MuskelRevolution by Marco Toigo
Autor:Marco Toigo
Die sprache: deu
Format: epub
Herausgeber: Springer Berlin Heidelberg, Berlin, Heidelberg
Die Längenanpassung steht im Dienste der optimalen Sarkomerlänge
Warum verlängern sich die Muskeln bei chronischer passiver Dehnung nicht einfach, indem sie ihre Sarkomere in die Länge dehnen statt deren Anzahl in Serie zu vergrößern? Die Antwort lautet, dass es aus mechanischer Sichtweise sinnvoll ist, wenn die Sarkomere nahe bei oder auf dem Plateau ihrer Länge-Kraft-Relation operieren (Abb. 2.1b; s. auch Abschn. 2.8.3), denn bei dieser Länge ist ihre Kraft maximal. Aus regelungstechnischer Sicht ist es sinnvoll, wenn die Sarkomere auf dem aufsteigenden Ast der Länge-Kraft-Relation aktiv sind, weil sie dort von Natur aus mechanisch stabiler sind. Weniger sinnvoll erscheint dagegen, wenn die Sarkomere auf dem absteigenden Ast der Länge-Kraft-Relation operieren, denn es wurde postuliert, dass Sarkomere auf diesem Teil der Kurve mit zunehmender Länge mechanisch instabiler werden (s. Abschn. 7.4).

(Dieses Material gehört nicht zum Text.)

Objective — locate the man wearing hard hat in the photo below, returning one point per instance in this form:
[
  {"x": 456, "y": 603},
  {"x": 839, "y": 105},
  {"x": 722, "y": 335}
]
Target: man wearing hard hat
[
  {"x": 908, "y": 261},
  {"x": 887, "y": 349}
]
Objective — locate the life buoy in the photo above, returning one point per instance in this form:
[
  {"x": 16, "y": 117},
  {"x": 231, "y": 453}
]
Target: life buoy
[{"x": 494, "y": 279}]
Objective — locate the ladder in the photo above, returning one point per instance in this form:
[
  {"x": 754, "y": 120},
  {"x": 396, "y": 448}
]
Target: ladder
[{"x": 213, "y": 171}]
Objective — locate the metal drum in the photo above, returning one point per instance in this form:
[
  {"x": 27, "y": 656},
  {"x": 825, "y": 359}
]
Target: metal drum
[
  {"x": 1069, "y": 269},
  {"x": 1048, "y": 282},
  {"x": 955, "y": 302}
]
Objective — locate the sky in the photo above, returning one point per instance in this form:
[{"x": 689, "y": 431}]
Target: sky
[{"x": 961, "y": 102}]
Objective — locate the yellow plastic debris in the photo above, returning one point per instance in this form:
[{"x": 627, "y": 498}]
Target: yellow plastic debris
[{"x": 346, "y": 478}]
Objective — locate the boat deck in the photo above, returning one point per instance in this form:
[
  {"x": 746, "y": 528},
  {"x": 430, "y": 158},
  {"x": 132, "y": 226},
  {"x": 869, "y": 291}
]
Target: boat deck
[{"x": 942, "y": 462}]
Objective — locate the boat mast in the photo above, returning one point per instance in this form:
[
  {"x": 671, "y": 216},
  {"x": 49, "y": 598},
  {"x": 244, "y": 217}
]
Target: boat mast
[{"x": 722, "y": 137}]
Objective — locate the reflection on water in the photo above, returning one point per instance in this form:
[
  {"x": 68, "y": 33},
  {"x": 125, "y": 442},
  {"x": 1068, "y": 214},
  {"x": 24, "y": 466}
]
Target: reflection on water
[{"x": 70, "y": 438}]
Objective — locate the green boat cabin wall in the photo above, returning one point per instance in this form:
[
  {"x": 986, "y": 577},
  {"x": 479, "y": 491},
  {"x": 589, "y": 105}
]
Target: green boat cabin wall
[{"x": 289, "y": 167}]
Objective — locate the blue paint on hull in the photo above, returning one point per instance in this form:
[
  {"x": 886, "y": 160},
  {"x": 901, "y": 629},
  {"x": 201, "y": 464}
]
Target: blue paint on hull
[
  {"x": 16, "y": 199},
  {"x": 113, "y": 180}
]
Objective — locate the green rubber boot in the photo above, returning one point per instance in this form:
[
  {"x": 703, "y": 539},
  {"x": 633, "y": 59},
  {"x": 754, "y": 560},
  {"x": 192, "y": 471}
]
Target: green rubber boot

Zusammengefasst ist es daher schlüssig, dass primär die Länge der einzelnen Sarkomere kontrolliert wird, das heißt die Verlängerung eines Faszikels durch die Addition von ungefähr gleich langen Sarkomeren erfolgt und nicht durch eine Dehnung der bestehenden Sarkomere. Letzteres würde die mechanische Stabilität des Muskels reduzieren. In der Tat operieren die meisten Muskeln bei einer stereotypischen Sarkomerlänge, die kontrolliert wird. Dies zeigt sich dadurch, dass die Zahl serieller Sarkomere eines bestimmten Muskels für ähnlich große Personen oder Tiere derselben Spezies sehr konsistent ist und eine sehr plastische und strikt regulierte Größe darstellt (Burkholer und Lieber 2001).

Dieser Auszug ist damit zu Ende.